Marc Cucurella es uno de los nombres del momento. Su reciente fichaje por el Real Madrid lo ha situado en el centro de la actualidad deportiva, pero el futbolista también ha sido noticia por un motivo mucho más personal. En una reciente participación en El Partidazo de COPE, con Juanma Castaño, el jugador de la Selección Española abrió una ventana a su vida familiar y habló con enorme honestidad sobre la importancia de visibilizar el autismo, un trastorno que conoce de cerca porque su hijo Mateo lo es.
El lateral explicó que, aunque su hijo no suele acudir a los partidos, sí disfruta de las ocasiones en las que va al estadio del Chelsea, su equipo hasta ahora, gracias a la comodidad del palco familiar. “Él no va mucho, la verdad. Si va a Stamford Bridge tenemos nuestro palco. Y le encanta ir, pero porque no ve nada del partido, porque sabe que es su momento de tener el iPad y un poco ver pelis y YouTube, que lo tiene prohibido. Entonces sabe que es su momento”, contó. De hecho, reconoce que el pequeño se emociona cada fin de semana cuando se acercan al estadio, pero no precisamente por el hecho de ir a ver el partido: “A la que ve que estamos llegando ya se pone súper contento, pero el tema de la grada para él es difícil”.

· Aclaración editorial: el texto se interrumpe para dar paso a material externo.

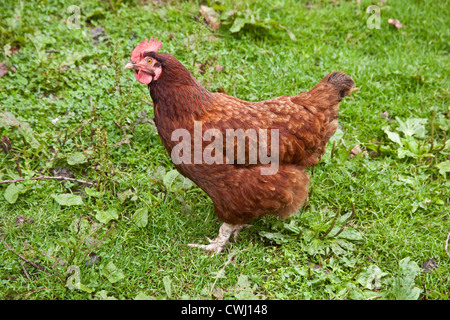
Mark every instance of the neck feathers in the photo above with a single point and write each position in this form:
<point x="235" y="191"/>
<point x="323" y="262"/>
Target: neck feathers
<point x="177" y="93"/>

Así les afectan las aglomeraciones y el calor
Cucurella precisó además que las aglomeraciones, el ruido y el calor son factores que le resultan muy complicados a su hijo. “Al final aquí también hace mucho calor y le agobia mucho. A él le gusta mucho más estar fresquito, con aire acondicionado, piscina… Si todo va bien, creo que solo va a venir a la final, o sea que ojalá sea así”, añadió en relación a la presencia de su pequeño en alguno de los partidos del Mundial. Hace así alusión a una de las situaciones a las que se enfrentan muchos padres de niños autistas en esta época y es que el verano es un desafío para ellos.
Durante la entrevista, también agradecieron al futbolista la visibilidad que ha dado al autismo en la infancia, algo que él reconoce que no siempre es fácil compartir. “Es difícil, cuesta contar los problemas de uno. Al final todo el mundo se piensa que nuestra vida es maravillosa y lo tenemos todo perfecto, pero al final tenemos problemas como tiene cualquier otra persona”, reflexionó. Aun así, asegura que la respuesta del público ha sido muy positiva: “Es difícil porque a nadie le gusta hablar de sus cosas, de sus problemas o inseguridades, pero al final el apoyo que tuvimos ha sido muy bueno. Estamos contentos de que la gente nos apoye y de poderle dar visibilidad a una cosa que hoy en día es bastante común”.
Para comprender mejor cómo viven estas situaciones tantas familias, hemos hablado con Ana González, psicóloga sanitaria especializada en neurodesarrollo y directora de Busca & Encuentra, una plataforma que conecta a familias y personas con condiciones del neurodesarrollo.
¿Qué impacto tiene que figuras públicas hablen abiertamente del autismo en sus hijos?
Durante mucho tiempo, muchas familias han silenciado o suavizado el diagnóstico de autismo de sus hijos por miedo a los juicios y opiniones de los demás. Que personas conocidas compartan de forma natural y respetuosa la experiencia de acompañar a un hijo autista tiene un efecto muy positivo a nivel social, porque ayuda a que el autismo deje de percibirse como algo excepcional, vergonzante o desconocido.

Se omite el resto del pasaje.